This might be a long read and it's more for me to get this all off my chest and get some feedback to what people think i should do so here we go.. Me and this girl (sara) have had a thing all through highschool we met in middle school and were awesome friends we would date off and on but just little BS kept us apart. We both loved each other told one another many times.
well fast forwarding to senior year my at the time "bestfriend" started dating her knowing how i felt about her he did it anyway, she gets pregnant him and her are not in the best relationship but she always tells me she wants to be with him for the sake of the baby which i fully understood they end up breaking up and me and Sarah start dating we dated all through the summer and a little longer maybe 5-6 months the happiest ive ever been im about to start school where i have to move an hour away and she starts acting weird and the worse came; we broke up. We didn't talk for a month or so after that I was heart broken. I later find out she's getting married to the father of the child which just killed me more inside. a couple weeks later we're at the same party we end up talking about everything she explains why we broke up she thought her having a kid would hold me back from trying to do well in school and that i'd be meeting new people.

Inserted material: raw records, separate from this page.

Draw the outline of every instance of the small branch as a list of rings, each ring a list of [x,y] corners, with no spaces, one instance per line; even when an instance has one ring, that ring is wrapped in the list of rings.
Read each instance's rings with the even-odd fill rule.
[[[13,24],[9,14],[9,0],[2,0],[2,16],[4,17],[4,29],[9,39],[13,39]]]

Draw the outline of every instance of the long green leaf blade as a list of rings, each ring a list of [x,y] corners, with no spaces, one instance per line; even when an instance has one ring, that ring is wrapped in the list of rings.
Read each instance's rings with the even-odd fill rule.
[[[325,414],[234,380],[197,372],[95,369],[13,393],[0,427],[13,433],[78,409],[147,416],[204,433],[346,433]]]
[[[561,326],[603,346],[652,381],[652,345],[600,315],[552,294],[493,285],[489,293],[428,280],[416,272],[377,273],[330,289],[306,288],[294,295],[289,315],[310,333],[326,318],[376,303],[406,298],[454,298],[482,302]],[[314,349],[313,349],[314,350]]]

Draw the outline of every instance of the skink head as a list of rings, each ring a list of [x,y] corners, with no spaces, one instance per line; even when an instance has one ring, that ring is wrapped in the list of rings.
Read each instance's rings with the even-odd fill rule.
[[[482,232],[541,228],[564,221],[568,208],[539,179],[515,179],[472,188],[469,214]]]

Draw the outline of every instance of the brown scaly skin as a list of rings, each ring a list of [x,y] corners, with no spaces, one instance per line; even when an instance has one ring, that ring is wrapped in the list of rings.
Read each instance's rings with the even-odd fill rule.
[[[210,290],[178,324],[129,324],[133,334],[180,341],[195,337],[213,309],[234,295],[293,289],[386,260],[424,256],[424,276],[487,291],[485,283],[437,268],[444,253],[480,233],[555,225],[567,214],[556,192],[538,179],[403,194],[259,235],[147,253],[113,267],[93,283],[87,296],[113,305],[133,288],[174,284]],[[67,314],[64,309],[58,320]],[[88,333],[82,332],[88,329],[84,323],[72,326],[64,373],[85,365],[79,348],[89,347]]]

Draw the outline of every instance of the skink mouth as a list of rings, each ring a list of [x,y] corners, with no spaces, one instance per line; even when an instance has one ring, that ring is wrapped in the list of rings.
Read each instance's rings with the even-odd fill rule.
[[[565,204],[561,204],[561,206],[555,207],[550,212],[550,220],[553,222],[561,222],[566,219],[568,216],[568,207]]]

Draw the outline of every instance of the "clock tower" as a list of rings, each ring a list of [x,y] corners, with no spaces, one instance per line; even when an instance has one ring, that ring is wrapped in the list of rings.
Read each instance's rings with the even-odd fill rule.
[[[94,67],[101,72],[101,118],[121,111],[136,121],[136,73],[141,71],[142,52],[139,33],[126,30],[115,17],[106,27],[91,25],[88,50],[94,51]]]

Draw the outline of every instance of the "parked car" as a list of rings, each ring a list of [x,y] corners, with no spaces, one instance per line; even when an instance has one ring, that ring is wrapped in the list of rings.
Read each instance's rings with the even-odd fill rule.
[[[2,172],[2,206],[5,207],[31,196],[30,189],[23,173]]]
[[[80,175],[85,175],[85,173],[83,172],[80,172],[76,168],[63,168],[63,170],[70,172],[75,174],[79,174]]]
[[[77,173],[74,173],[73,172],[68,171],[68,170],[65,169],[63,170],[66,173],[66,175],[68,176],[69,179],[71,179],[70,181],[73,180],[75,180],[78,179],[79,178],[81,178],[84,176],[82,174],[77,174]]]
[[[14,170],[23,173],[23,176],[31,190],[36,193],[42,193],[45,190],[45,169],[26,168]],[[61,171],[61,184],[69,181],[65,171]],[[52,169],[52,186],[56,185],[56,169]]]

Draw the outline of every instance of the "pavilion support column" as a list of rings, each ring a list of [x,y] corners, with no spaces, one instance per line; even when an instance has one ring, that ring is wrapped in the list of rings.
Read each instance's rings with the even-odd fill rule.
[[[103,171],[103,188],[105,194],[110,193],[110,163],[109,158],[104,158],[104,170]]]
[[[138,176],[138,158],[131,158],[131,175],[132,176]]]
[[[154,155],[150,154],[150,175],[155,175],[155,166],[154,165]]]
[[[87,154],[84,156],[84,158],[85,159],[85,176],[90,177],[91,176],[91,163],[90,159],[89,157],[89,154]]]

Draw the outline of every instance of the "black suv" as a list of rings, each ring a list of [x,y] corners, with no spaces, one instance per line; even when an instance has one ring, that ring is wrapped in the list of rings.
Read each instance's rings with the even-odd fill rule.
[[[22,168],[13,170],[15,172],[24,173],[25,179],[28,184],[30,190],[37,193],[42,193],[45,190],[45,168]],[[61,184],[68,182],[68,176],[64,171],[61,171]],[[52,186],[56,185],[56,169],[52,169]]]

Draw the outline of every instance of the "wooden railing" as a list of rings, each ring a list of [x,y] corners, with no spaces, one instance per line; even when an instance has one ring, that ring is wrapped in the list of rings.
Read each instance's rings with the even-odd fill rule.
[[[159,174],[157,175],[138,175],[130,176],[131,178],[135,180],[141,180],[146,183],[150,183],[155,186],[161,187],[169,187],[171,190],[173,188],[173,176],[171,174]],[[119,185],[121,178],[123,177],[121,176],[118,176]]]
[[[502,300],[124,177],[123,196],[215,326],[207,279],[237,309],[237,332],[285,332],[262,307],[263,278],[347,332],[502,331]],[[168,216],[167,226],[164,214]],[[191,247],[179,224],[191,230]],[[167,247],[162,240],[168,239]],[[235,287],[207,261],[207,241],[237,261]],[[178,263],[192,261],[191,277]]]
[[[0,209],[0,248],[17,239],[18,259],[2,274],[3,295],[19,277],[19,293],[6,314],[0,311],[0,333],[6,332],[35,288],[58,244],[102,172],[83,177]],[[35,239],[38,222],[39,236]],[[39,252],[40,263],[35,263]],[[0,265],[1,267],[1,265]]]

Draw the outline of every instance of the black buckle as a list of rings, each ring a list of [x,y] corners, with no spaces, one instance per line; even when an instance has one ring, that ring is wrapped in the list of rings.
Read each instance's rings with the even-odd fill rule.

Her new husband joins the marines while hes gone me and her start talking a lot again (we did nothing sexually i would never while someone is in the military) but we talk a lot just like we use to and it turns to how of course she still loves me wishes she would never left me she always says her life is just in a very confusing spot and i know it is. Once he gets back we stop talking again but one of my other good friends tell me she was talking to him at a get together and she was saying how she isnt sure how long the marriage is going to last he hasn't matured at all like she'd hoped and she still really loves me... So i kind of rapped the story up quick in the end but if the marriage does end what do you think i should do? I mean this is the only girl I've ever loved and there isn't a day i dont think about her at least once.. I need some advice.